Louça suja ajuda a descobrir como se alimentavam nossos antepassados

A arqueóloga Eva Rosenstock, que trabalha observando antigos artefatos em locais antigamente ocupados pela sociedade, voltou grande parte de seu trabalho para Çatalhöyük, uma famosa cidade neolítica em Anatolia, na Turquia. 



Rosenstock foi uma das principais investigadoras da área, que teve o fim de sua civilização em um período próximo de 5700 a A.C.

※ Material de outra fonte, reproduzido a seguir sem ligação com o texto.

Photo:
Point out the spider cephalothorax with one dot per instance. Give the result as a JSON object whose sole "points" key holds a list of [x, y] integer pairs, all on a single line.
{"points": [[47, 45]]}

Observando dezenas de quilos de cerâmicas utilizadas para os mais diversos fins, ela descobriu um depósito calcificado que, com algum material acumulado dentro das próprias cerâmicas, levantou a hipótese de conservar algo para além dos efeitos da passagem do tempo.

Foi quando ela conheceu o trabalho de Jessica Hendy, arqueóloga da University of New York, que envolve extrair proteínas de cálculos dentários em dentes fossilizados para analisar as moléculas ali contidas e aprender sobre as dietas de nossos antepassados. Ambas, então, mergulharam na análise das cerâmicas.

O resultado deste trabalho foi publicado em um estudo no periódico Nature Communications, revelando o quão efetivas podem ser louças sujas na ajuda para entender o passado.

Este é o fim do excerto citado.